The Frigg Transportation System
One pipeline was laid for each country. Pipeline 1 is the UK pipeline and is 361 kilometres (228 miles) in length. Pipeline 2, the Norwegian pipeline, is 363 kilometres (229 miles) long. For over 80% of their route, they lie in water with a depth of between 100 and 150 metres (328 and 492 feet), and in places the sea is deeper. This was a world record: pipes this large had never been used at such a depth before.
Previous attempts by other companies to lay slightly larger diameter pipes, had failed. It was decided to build twin pipelines for Frigg – one for each of the partner countries – as a single line would have been unable to transport the anticipated volume of gas, and it was impractical to attempt to lay an even larger pipeline. The pipelines are parallel and 70 metres (230 feet) apart. Any further apart and there would be greater hazard and disruption to fishermen and other companies through whose blocks (areas of the seabed to which the company had exploration/drilling rights) the pipelines passed. Yet they could not be too close, in case work on one pipeline inadvertently damaged the other.
The steel pipes are 2 centimetres (three-quarters of an inch) thick to withstand the internal pressure of the gas. At a plant in Invergordon, Scotland, an anti-corrosion bituminous felt wrap was added. The pipes were further protected from physical damage by a concrete coating reinforced with a wire cage. The heavy concrete also acted as ballast, ensuring that the pipeline did not float up. The seabed along the entire route had been surveyed before construction began, and the thickness of the protective coating on the pipes varied depending on the sea depth and current at the sea bottom. The high current velocity in coastal waters meant that pipes laid for the first 19 kilometres (12 miles) offshore had to have concrete coatings 11.75 centimetres (4 5/8 inches) thick, though in other places only half as much concrete was applied. Perhaps unsurprisingly, each of the 60,000, 12 metre long (40 feet) sections of the pipe weighed nine tonnes (nine tons).
Sections of the pipe were welded together on the deck of the pipe laying barge then fed over the stern from a ramp known as a “stinger”. The barge moved forward as each section was welded on. With one end of the pipe on the seabed and the other on the surface, the pipeline was bent into a slight “S” curve, putting it under stress.

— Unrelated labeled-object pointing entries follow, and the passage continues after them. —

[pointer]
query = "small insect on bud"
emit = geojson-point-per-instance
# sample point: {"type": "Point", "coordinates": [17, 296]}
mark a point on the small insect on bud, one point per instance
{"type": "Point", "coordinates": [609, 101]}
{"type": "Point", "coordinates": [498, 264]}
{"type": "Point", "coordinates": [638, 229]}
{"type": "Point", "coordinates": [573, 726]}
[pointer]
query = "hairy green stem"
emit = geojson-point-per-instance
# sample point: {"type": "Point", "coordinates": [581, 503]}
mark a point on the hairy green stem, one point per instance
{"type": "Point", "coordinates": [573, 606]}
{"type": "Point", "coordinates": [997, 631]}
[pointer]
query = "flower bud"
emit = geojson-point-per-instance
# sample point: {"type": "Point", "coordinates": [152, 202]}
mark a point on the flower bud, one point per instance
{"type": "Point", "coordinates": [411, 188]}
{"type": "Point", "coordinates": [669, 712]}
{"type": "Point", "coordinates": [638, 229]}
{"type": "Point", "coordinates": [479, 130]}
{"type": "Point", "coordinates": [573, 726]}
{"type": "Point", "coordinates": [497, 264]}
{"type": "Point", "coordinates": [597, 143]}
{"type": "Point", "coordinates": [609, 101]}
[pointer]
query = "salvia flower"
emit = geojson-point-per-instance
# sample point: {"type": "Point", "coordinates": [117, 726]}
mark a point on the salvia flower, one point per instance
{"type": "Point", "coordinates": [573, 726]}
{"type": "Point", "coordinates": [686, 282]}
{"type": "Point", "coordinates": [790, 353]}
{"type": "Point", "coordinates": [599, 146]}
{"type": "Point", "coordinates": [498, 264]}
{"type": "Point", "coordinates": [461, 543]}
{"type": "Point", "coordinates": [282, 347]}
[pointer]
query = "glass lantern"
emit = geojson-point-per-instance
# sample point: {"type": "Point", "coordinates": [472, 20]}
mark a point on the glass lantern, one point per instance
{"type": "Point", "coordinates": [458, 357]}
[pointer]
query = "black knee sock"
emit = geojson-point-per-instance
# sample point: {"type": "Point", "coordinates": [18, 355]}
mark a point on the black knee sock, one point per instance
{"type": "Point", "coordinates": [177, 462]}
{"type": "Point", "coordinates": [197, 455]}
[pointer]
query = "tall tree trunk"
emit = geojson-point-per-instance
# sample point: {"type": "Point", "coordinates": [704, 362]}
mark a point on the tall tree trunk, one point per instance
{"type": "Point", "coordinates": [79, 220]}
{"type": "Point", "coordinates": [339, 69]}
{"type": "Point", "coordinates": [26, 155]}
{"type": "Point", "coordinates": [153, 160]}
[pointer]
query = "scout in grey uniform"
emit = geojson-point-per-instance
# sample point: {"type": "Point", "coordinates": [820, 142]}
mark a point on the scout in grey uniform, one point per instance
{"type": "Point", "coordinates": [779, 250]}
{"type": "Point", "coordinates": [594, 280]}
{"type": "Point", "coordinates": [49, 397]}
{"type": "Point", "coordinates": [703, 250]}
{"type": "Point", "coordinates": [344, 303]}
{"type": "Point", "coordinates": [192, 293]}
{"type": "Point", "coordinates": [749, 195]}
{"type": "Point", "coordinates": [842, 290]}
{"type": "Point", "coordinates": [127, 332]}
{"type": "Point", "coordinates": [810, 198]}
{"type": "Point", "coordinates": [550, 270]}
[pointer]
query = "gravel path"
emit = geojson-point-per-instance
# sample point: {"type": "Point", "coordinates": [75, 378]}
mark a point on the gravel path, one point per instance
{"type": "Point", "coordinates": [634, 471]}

The tension was also increased by the motion of the barge due to waves, so pipe laying could only take place when the swell was less than 3 metres (10 feet). Buckle arrestors (sleeves of steel around the outside of the pipe providing extra strength and support) were fitted every fourteenth joint to help prevent the pipe from cracking.
During previous North Sea operations, the welding had been done manually. Frigg trialled Automatic CRC welding, where machines weld the pipe sections instead of human welders. Automatic CRC welding was carried out by two different types of machine. One executed the root pass from the inside; the other filled the bevel from the outside. It reduced the operating time by 50%, which in turn cut the barge costs. Tests in 1976 showed that all welds were satisfactory in the sections then laid.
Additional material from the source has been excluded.